Municipal Courts.—In every city there are certain inferior courts called by various names, police courts, magistrates' courts, or municipal courts, which have jurisdiction over offenses against the ordinances of the city. These courts constitute a very important part of our governmental machinery, and they have rarely received the consideration which their importance requires. They are practically courts of last resort for a large number of persons charged with minor offenses, and from them many ignorant persons in the large cities gain their impression of American institutions. In the city of New York, for example, more than 100,000 persons are brought before these courts every year.

The magistrates who hold municipal courts are often men of little or no legal training, and the experience of some cities has been that many of them are without integrity. Recently there has been much discussion of how to improve the character and usefulness of these courts, and in several cities notable reforms have already been introduced. The Chicago municipal court recently established is an excellent example of what can be accomplished in this direction. It consists of thirty-one judges, and the salary paid them is sufficiently large to attract well-trained lawyers of respectability. The procedure of the court is simple and it is so organized as to dispatch rapidly the cases brought before it, so that justice is administered more swiftly, perhaps, in this city than in any other in America.

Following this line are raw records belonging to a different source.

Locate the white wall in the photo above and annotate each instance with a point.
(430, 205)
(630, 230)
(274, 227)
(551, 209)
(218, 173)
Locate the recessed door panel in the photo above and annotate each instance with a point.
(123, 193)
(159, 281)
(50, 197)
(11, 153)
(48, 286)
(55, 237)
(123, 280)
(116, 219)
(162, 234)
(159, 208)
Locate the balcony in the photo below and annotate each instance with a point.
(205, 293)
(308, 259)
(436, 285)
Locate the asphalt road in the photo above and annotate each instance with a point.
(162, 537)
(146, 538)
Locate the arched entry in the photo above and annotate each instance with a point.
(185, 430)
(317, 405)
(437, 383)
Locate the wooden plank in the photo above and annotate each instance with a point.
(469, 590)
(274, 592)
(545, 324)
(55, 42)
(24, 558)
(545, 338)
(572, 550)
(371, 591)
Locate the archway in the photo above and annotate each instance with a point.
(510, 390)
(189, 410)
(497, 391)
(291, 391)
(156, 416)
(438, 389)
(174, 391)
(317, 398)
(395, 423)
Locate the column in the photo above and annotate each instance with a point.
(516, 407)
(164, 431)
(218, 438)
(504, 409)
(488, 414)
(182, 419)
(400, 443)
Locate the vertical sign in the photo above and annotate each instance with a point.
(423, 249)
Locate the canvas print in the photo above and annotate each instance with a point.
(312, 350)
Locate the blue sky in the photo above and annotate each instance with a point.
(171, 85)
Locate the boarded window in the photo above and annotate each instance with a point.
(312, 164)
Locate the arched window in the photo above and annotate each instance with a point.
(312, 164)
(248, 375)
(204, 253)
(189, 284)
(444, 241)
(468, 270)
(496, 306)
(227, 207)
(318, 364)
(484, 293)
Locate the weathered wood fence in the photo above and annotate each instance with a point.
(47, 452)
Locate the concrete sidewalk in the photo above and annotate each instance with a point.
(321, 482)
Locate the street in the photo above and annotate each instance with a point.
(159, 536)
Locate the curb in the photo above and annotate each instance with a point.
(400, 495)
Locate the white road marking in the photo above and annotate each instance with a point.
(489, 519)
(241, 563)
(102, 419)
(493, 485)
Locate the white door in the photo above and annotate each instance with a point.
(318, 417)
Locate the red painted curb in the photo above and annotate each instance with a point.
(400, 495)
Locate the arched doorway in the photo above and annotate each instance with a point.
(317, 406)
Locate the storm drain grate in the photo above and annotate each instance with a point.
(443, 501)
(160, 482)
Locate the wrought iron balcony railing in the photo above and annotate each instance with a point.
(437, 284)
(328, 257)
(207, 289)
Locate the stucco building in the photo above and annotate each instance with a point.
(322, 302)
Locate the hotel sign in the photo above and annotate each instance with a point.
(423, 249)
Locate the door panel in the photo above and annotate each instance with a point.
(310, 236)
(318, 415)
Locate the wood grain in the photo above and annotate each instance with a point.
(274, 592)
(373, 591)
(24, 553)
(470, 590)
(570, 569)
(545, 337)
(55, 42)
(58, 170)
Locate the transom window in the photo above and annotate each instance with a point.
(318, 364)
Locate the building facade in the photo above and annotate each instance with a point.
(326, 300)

The Commission Plan of Government.—The increasing dissatisfaction with the government of our cities by mayor and councils has recently led a number of cities to abandon the system for a new method known as the commission plan. The principal feature of this method is that all the powers of government heretofore exercised by the mayor and council are intrusted to a small commission usually chosen from the city at large. The plan was first put into operation in the city of Galveston after the great storm of 1900 which destroyed the lives of some 6,000 of its citizens and left the city in a condition of bankruptcy.

Under the new charter which was adopted, practically all the powers of government were vested in a mayor and four commissioners, each of these men being put in charge of one of the five departments into which the administrative service was divided.

Merits.—Several advantages are claimed for this plan of municipal government. In the first place, it does away with the evils of the ward system by providing that the commissioners shall be chosen from the city at large, and this tends to secure the election of men of larger ability. Again, it is argued that a small body of men is better fitted to govern a city than a large council composed of members who consider themselves the special representatives of the petty districts from which they are chosen. The affairs of a city are necessarily complex and often technical in nature and require for their special management skill and efficiency. City government is often compared to the management of a business enterprise like a bank or a manufacturing concern, which, as experience has shown, can be better conducted by a small board of directors than by the whole body of stockholders. Finally, the concentration of the powers of the city in a small body of men tends to secure a more effective responsibility than can be secured under a system in which the responsibility is divided between the mayor and council.

Objections.—The chief objections that have been urged against the commission plan are that, by intrusting both the legislative and the executive power to the same hands, it sacrifices the principle of the separation of powers—a principle long cherished in America. In the second place, by doing away with the council, it sacrifices to a certain extent the representative principle and places all the vast powers of the city in the hands of a few men.

Nevertheless, the system has much to commend it, and it has been adopted in about four hundred towns and cities.

The City Manager Plan.—A still more recent form of municipal government vests the management of the affairs of the city in a single person, called the city manager. He is paid a reasonably high salary and is chosen by the commission because of his expert knowledge. This plan has been introduced in Dayton, Springfield, and Sandusky, Ohio; Newburgh and Niagara Falls, New York; Sumter, South Carolina; Jackson, Grand Rapids, and Kalamazoo, Michigan; San Diego and Alameda, California; and some seventy other cities and towns.

Village Government.—Differing from cities chiefly in size and in the extent of governmental powers, are small municipal corporations variously called villages, boroughs, and incorporated towns. The procedure of incorporation is usually by petition from a certain number of the inhabitants, and a popular vote on the question. The law generally prescribes a minimum population, which is usually small—sometimes as low as one hundred inhabitants.

Village Officers.—The principal authority is usually a small board of trustees or a council, consisting of from three to seven members elected from the village at large, though in some instances the number is larger, and some villages have the ward system. The village board is empowered to adopt ordinances relating to police, health, and other matters affecting the good order and welfare of the community. They may levy taxes, borrow money, open and construct streets, construct drains, establish water and lighting plants and the like, and may license peddlers, hack drivers, and other persons who use the streets for the conduct of their business. The chief officer of the village is the mayor, president, or chairman of the trustees, elected either by the voters or by the trustees. There is also usually a clerk or recorder, a treasurer, a marshal or constable, and sometimes a street commissioner, a justice of the peace, and an attorney.